Accommodations are a way to increase access to courses for disabled students who register with Services for Students with Disabilities. But getting them is difficult, and not all professors are willing to abide by them.
After the switch to online classes, Kasturi Bandyopadhyay said she noticed the attitude surrounding accommodations dramatically changed.
“When it was just one or two of us asking for the same thing, (professors were) like, ‘No, my hands are tied,’” recent graduate Bandyopadhyay said. “It felt like it was so much work (accommodating) two students, but now they’re doing it for a class of 70 or 100 students like it’s no problem.”
The online format didn’t remove the need for individual accommodations, but it did make classes more accessible by changing attendance requirements and increasing flexibility with assignments.
Now, members of the Student Government Disabilities and Inclusion Agency are campaigning for these changes to remain after UT returns to in-person classes.
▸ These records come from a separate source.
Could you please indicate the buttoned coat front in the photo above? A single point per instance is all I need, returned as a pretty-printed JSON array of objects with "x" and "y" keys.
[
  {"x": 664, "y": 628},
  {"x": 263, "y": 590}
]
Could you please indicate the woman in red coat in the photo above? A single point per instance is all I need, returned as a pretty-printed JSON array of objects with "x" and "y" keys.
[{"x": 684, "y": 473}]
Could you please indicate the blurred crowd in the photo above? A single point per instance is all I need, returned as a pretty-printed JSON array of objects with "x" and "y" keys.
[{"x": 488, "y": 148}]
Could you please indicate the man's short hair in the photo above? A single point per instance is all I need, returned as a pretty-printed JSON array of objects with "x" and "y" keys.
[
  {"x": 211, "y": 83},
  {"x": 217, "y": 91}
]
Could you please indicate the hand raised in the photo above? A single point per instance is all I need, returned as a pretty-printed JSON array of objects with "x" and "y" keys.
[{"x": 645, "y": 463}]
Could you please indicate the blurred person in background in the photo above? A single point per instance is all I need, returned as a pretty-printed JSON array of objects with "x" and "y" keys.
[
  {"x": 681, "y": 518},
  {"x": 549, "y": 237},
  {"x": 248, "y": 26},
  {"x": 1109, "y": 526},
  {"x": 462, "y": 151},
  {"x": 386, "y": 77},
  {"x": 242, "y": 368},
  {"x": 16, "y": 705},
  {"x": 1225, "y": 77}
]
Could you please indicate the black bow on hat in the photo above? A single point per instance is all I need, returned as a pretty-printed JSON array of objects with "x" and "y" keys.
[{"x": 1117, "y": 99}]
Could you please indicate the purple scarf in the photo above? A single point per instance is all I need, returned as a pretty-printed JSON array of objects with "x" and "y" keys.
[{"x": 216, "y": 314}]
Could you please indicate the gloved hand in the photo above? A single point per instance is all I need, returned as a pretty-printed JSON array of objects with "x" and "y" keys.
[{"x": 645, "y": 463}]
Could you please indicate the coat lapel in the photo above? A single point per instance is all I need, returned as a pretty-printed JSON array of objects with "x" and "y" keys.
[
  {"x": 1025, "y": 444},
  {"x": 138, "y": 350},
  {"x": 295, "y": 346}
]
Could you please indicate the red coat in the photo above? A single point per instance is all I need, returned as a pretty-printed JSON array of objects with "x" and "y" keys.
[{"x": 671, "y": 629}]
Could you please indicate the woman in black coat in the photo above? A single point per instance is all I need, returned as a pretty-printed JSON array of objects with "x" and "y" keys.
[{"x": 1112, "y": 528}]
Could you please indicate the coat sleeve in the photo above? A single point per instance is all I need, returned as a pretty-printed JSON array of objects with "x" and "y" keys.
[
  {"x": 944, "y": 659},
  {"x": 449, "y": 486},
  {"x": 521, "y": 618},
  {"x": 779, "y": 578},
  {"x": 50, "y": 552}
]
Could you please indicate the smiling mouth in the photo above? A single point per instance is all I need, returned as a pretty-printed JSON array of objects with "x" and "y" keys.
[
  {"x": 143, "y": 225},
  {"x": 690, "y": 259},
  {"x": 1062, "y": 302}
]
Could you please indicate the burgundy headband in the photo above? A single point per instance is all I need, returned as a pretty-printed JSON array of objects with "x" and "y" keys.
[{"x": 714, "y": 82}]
Taryn Medina, Ria Otwani and Alejandra Zuniga started a petition called “AccessibilUT” and listed several accommodations, such as mandatory online office hours and a minimum of two unexcused absences, that they hope to make available to all students.
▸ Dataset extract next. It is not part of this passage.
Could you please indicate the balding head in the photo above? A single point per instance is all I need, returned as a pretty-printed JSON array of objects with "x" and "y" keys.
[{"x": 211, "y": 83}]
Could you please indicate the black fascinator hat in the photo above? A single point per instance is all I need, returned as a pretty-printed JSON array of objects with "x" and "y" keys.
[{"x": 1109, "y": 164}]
“We're at a turning point right now where there's so much that can be done,” said Medina, youth and community studies senior. “Why not implement these practices into standard practices?”
Medina said the Disabilities and Inclusion Agency formed the list after talking to disabled students on campus. Then, Otwani said they tried to include accommodations that were implemented in the transition to online classes.
“This global health pandemic has allowed for UT to just give us all these available resources that could have been placed before,” said Otwani, management information systems junior.
The Disabilities and Inclusion Agency also worked with Emily Shryock, assistant director of SSD. Shryock said the accommodations listed on the petition are not “resource-intensive,” meaning any additional funds from the University or time from individual professors would be marginal. Online office hours could be provided using the existing University Zoom account, and SSD already owns software to provide closed-captioning on videos.
SSD has always encouraged professors to make their classes flexible and accommodating for all students, Shryock said. Because of the pandemic, conversations about accessibility have become more common.
“We're learning a lot of things about barriers for students, and the barriers we've already known about are being exposed a little bit more,” Shryock said. “So, I think there is an openness and willingness to learn and change by necessity that we haven't seen before.”
SSD works with students who have documentation for their disability but also knows some disabled students on campus don’t have access to get a formal diagnosis. The changes the Disabilities and Inclusion Agency is suggesting could benefit all students, Shryock said.
Promoting more equal access is another reason for the campaign, Medina said.
“If UT is serious about creating a successful environment for all students to learn, we have to limit the barriers,” Medina said.
UT has already made the changes the Disabilities and Inclusion Agency is asking for, Medina said. If they aren’t kept, Medina said it would show the University only cares about accommodations when they impact the able-bodied population.
Medina is graduating this summer, so she won’t be at UT to see the benefits of the accommodations campaign. For her, this isn’t about her own accommodations, but increased access for all.
“Can we really say we're one University when we actively disregard barriers and choose not to eliminate (them) so we can have an opportunity for everybody to succeed?” Medina said. “I think UT is very hypocritical in that sense.”